You will install the Host Scanner from the binary.
-
Obtain the public or private API Endpoint. For more information, see REST API endpoints. Note: you need to remove
/api
when configuring step 5, example:https://us-east.security-compliance-secure.cloud.ibm.com
-
Download the binary:
curl -LO https://download.sysdig.com/scanning/bin/sysdig-host-scanner/$(curl -L -s https://download.sysdig.com/scanning/sysdig-host-scanner/latest_version.txt)/linux/ppc64le/sysdig-host-scanner
-
Set the executable flag on the file:
chmod +x ./sysdig-host-scanner
-
You can run once the Host Scanner by running the
sysdig-host-scanner
command:SYSDIG_ACCESS_KEY=<access-key> SYSDIG_API_URL=<api-url> SCAN_ON_START=true ./sysdig-host-scanner
-
Create an environment file to store the configuration and a systemd unit file to run the binary as a service. Make sure to replace
<access key>
and<api-url>
:sudo mv ./sysdig-host-scanner /usr/local/bin/vuln-host-scanner sudo restorecon -Rv /usr/local/bin/vuln-host-scanner sudo mkdir -p /opt/draios/etc/vuln-host-scanner/ cat << EOF | sudo tee /opt/draios/etc/vuln-host-scanner/env SYSDIG_ACCESS_KEY=<access-key> SYSDIG_API_URL=<api-url> SCAN_ON_START=true EOF cat << EOF | sudo tee /etc/systemd/system/vuln-host-scanner.service [Unit] Description=Sysdig Vuln Host Scanner component [Service] EnvironmentFile=/opt/draios/etc/vuln-host-scanner/env ExecStart=/usr/local/bin/vuln-host-scanner [Install] WantedBy=multi-user.target EOF sudo systemctl daemon-reload sudo systemctl enable --now vuln-host-scanner.service
-
Now, you can control the Host Scanner via the service
vuln-host-scanner
:systemctl status vuln-host-scanner
After a few minutes, access to Workload Protection Vulnerabilities / Runtime and filter by asset.type = host
to review the vulnerabilities associated to your host.
Running posture validation in Linux hosts on PowerVS
Workload Protection allows you to evaluate your Linux hosts on Power Virtual Server against several CIS benchmarks such as CIS Distribution Independent Linux Benchmark and compliance policies.
You must run the Kubernetes Security Posture Management (KSPM) analyzer as a container. Podman is an option.

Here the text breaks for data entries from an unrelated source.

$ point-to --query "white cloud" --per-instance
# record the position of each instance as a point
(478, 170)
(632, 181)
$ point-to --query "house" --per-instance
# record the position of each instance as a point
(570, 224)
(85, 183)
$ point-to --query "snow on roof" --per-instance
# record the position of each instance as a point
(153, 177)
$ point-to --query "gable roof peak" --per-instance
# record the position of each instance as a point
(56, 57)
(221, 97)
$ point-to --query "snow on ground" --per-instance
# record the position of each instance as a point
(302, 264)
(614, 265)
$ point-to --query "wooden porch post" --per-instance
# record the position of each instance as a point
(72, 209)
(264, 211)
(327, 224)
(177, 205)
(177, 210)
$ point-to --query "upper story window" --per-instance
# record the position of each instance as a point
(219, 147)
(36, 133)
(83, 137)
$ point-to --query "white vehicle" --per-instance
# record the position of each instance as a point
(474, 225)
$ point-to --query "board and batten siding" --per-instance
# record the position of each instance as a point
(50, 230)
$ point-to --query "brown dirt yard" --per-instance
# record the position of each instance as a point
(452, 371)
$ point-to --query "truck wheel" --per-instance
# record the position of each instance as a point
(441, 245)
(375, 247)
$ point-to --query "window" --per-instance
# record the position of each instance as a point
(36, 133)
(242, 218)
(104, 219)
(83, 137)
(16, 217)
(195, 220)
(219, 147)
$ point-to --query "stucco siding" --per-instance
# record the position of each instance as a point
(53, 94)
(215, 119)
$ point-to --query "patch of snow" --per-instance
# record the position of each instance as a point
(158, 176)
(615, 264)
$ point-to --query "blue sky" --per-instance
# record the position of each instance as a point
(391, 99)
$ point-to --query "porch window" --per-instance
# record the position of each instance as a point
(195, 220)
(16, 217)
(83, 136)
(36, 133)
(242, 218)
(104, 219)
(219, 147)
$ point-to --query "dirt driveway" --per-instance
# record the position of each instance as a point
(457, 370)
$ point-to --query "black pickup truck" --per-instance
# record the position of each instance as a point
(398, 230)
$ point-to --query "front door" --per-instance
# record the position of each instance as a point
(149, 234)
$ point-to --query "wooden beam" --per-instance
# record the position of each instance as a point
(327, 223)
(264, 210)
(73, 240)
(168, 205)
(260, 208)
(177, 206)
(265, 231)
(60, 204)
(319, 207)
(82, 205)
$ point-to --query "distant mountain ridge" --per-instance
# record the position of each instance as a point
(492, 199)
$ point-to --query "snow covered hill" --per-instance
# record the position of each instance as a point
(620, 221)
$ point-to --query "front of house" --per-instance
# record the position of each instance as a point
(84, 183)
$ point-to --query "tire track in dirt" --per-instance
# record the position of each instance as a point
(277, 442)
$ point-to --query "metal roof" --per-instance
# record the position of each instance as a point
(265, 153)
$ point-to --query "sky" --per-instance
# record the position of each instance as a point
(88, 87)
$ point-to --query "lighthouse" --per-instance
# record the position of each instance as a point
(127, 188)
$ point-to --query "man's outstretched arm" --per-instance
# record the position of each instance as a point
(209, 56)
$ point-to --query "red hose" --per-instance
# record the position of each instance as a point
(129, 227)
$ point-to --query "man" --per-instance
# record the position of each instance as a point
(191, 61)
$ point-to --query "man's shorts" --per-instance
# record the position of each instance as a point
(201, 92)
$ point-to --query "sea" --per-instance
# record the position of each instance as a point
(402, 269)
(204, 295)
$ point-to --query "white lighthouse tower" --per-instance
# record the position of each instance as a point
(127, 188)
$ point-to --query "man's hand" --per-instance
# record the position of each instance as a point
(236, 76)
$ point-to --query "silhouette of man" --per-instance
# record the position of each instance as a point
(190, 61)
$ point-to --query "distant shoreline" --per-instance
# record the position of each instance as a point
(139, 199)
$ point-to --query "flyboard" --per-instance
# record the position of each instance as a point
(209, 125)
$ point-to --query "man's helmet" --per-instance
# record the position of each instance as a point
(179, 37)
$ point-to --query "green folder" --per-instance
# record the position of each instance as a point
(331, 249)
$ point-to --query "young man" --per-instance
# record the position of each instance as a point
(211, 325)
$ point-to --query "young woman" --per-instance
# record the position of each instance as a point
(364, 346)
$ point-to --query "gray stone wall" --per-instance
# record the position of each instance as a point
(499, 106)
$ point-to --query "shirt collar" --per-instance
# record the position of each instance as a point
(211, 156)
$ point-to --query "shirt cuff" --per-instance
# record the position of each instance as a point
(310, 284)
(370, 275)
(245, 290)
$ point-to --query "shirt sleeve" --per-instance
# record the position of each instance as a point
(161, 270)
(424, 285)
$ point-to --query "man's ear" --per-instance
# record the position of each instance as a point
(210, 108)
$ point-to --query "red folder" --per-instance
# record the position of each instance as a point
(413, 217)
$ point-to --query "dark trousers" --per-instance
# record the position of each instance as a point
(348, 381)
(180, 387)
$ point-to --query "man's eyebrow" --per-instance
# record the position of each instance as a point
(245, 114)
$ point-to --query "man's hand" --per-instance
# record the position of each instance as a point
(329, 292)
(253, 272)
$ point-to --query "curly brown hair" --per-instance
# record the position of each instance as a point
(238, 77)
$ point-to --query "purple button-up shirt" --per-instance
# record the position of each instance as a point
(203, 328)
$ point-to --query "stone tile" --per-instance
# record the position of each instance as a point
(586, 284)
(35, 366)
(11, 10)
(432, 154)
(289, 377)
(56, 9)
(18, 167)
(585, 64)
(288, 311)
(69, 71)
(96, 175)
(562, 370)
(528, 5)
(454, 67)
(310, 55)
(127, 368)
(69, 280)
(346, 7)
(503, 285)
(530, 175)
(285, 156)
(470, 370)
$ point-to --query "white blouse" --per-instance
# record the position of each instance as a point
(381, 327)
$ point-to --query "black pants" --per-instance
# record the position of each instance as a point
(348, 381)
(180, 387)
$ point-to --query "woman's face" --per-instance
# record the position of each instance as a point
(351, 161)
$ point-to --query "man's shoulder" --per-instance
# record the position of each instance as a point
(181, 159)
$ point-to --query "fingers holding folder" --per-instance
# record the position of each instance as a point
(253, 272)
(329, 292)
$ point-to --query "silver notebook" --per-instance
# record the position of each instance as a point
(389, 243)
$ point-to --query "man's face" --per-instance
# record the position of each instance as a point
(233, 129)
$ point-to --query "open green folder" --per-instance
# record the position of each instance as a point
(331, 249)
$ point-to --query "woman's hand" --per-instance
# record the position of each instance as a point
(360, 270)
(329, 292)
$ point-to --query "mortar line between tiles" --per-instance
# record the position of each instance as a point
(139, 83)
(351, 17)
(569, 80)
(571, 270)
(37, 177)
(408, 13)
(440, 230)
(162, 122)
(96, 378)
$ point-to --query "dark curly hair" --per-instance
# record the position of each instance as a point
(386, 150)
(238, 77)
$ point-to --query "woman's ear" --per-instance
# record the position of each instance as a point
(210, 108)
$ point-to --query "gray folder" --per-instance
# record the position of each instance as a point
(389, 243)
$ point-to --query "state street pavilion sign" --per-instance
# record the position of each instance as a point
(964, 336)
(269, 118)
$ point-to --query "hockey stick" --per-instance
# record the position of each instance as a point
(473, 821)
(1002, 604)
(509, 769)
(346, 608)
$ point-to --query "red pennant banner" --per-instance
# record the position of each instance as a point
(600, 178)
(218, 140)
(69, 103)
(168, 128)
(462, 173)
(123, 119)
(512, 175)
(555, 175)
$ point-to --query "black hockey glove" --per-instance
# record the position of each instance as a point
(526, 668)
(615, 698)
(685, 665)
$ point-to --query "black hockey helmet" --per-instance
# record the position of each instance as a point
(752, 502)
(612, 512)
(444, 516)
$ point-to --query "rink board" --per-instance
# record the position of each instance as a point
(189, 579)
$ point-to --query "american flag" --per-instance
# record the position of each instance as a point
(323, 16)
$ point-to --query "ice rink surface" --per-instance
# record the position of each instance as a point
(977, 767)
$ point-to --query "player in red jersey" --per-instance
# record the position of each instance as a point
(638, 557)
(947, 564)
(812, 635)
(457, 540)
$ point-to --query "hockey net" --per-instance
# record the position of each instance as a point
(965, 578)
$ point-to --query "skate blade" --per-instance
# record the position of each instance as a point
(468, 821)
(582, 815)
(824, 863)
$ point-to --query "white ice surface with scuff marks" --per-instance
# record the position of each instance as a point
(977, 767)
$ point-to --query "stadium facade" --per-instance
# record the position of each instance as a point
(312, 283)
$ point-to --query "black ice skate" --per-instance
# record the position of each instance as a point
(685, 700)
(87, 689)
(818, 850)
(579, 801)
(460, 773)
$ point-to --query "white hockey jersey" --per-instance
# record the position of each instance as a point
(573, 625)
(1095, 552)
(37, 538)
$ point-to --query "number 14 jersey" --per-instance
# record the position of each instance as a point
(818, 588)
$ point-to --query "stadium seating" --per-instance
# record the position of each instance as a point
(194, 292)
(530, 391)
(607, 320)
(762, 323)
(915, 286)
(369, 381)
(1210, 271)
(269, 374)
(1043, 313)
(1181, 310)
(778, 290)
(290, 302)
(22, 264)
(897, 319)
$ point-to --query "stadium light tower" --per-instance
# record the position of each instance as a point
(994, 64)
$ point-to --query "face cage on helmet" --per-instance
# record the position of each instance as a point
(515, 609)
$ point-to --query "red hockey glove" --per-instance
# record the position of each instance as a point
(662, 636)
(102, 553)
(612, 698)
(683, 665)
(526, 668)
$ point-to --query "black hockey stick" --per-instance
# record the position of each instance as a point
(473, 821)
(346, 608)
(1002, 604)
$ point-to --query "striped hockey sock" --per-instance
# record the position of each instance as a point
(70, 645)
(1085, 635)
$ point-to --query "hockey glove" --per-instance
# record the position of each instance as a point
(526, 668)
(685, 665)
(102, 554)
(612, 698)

To install the KSPM analyzer in a non-Kubernetes environment:
-
Obtain the public or private API Endpoint. For more information, see REST API endpoints. Note: you need to remove
/api
and without the protocol when configuring step 3, example:us-east.security-compliance-secure.cloud.ibm.com
-
Run the KSPM analyzer:
podman run -d -v /:/host:ro -v /tmp:/host/tmp --privileged \ --network host --pid host --env ACCESS_KEY=<Sysdig agent access key> \ --env API_ENDPOINT=<workload_protection_api_endpoint> \ quay.io/sysdig/kspm-analyzer:latest
As soon as it is running, the KSPM Analyzer will evaluate Linux configuration files to identify failing controls from the enabled policies. You can see all results in Posture/Compliance in the Entire Infrastructure zone or define specific zones for your Linux hosts on Power Virtual Server under Policies/Zones.